The years following World War II marked the continuation of the absorption of black Americans into a more integrated society, a process dramatically accelerated during the civil rights movement that began in earnest during the 1960s
While many novels and short stories by black Americans had been published during the twentieth century, very few were detective novels. Many blacks saw the police as adversaries whose job it was to maintain the social status quo by beating them into submission. Therefore, just as nondemocratic societies failed to produce detective fiction, so did the black community, though a high percentage of the fiction created by these authors contained elements of crime fiction. Alcoholism, drug addiction, and violence, with black characters both as the perpetrators and as the victims, were frequently found in the works of Richard Wright, James Baldwin, Clarence Cooper Jr., and others, but it has not been until the past twenty years or so that there has been a regular flow of detective stories by black writers.

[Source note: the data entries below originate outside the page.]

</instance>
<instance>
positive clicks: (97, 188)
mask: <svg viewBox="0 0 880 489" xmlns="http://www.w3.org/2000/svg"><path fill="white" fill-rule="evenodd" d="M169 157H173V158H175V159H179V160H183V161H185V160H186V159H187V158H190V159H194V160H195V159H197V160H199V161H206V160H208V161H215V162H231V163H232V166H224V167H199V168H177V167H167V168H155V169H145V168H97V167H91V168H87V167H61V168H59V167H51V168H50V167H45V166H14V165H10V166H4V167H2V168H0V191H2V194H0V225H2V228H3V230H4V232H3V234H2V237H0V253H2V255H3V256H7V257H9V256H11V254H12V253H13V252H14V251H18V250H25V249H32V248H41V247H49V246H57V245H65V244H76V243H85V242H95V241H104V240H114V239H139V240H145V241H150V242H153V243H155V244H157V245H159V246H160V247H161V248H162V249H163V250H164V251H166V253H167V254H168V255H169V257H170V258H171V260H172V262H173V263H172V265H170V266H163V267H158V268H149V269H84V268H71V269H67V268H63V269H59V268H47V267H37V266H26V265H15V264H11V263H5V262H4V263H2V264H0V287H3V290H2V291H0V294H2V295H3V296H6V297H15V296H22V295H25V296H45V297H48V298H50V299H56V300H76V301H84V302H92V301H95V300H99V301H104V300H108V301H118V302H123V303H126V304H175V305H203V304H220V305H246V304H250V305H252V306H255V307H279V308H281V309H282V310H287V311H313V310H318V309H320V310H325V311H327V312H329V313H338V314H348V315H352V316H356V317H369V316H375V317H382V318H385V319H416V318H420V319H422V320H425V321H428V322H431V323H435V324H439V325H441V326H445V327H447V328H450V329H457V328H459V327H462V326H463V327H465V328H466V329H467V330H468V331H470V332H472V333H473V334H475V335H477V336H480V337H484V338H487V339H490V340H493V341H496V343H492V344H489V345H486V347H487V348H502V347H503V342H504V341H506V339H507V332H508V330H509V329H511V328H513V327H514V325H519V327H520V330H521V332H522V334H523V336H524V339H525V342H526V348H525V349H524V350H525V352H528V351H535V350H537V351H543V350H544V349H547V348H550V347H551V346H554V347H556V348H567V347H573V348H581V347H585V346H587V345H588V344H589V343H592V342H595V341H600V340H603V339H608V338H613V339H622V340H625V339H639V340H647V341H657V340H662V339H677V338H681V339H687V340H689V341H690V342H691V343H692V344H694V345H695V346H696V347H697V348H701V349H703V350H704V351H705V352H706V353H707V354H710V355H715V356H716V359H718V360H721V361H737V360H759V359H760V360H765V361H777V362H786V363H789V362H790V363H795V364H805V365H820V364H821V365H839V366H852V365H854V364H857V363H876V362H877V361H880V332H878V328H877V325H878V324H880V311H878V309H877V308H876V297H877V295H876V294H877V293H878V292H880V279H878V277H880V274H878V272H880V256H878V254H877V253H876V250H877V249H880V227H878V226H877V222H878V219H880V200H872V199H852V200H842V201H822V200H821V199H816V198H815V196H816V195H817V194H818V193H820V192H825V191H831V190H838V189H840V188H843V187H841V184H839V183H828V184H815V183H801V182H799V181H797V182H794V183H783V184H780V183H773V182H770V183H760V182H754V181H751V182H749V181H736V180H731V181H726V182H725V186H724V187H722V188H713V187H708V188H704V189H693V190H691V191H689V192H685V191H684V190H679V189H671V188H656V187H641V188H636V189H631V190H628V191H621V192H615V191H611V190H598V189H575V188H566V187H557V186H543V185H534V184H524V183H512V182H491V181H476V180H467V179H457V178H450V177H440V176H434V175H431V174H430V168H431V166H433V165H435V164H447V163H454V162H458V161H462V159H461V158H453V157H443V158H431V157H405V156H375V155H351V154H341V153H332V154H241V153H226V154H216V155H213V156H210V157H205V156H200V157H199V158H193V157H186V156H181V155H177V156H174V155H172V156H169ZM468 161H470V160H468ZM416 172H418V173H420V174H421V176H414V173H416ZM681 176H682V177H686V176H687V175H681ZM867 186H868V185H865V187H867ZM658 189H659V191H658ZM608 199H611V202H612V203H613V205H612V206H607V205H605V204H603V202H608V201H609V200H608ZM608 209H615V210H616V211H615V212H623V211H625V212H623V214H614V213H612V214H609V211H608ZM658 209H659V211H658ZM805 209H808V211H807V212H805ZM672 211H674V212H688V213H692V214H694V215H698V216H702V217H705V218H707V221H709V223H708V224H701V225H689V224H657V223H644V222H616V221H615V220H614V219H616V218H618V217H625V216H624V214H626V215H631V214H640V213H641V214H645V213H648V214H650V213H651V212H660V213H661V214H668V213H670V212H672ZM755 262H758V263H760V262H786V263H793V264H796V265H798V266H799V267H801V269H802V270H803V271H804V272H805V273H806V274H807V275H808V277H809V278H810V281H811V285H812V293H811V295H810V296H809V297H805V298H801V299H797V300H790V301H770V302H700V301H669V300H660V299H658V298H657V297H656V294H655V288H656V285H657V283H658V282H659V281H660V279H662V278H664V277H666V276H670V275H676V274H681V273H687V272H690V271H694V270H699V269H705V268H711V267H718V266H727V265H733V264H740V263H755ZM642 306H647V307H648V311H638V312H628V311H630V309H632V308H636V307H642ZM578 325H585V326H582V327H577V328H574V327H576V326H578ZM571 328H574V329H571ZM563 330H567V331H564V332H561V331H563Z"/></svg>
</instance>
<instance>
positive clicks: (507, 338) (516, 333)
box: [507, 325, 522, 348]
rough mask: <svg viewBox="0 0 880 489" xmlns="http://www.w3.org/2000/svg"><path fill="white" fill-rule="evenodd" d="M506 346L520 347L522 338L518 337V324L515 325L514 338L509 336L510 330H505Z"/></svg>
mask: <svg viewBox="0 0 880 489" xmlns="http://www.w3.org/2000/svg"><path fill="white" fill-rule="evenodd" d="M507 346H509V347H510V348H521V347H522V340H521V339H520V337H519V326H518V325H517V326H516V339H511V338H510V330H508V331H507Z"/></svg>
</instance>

Although not the first, certainly the opener of the way was Walter Mosley. The debut of Easy Rawlins in Devil in a Blue Dress (1990) marked the beginning of the crossover era in which white readers didn't need to feel virtuously liberal for reading a black mystery writer; they could read it for the pure pleasure of reading an excellent novel about fascinating, original characters, bringing to the experience the same incentive they had had for years when reading books by white writers with white characters: entertainment. The books in the Rawlins series have gone on to enjoy tremendous success, both critically and with frequent appearances on the best-seller list. Mosley has indicated his intention to abandon the character, but his other work has also found a large readership, especially his mystery and crime fiction. After Mosley, readers discovered the work of such black writers as Barbara Neeley, Hugh Holton, Gar Anthony Haywood (whose first novels actually preceded those by Mosley), Paula L. Woods, Robert Greer, Gary Phillips, Eleanor Taylor Bland, and the British writer Mike Phillips, among others.
Many of the books and stories by contemporary black writers continue to examine the black experience in a society in which it remains a minority, focusing on the ways in which it is different and separate from its fellow citizens. In this collection, for instance, Rudolph Fisher's "John Archer's Nose" and Robert Greer's "Oprah's Song" could never be made into a film with white actors. Others have little or no relation to race. The thieves in Gary Phillips's story "House of Tears" could just as easily be white and the story would be unchanged. The police in Paula L. Woods's story "I'll Be Doggone" could be Latin or Indian, black or white, and it wouldn't make a bit of difference. There is much to be said for a tale that emphasizes and highlights the colorful differences between one group and another. There is an equally valid point to telling a story in which differences between people vanish, or at least have little significance. Ultimately, what should matter is whether the story is a good one. On the pages that follow, you will find stories that transcend race and genre to fulfill their primary purpose-to inform and entertain.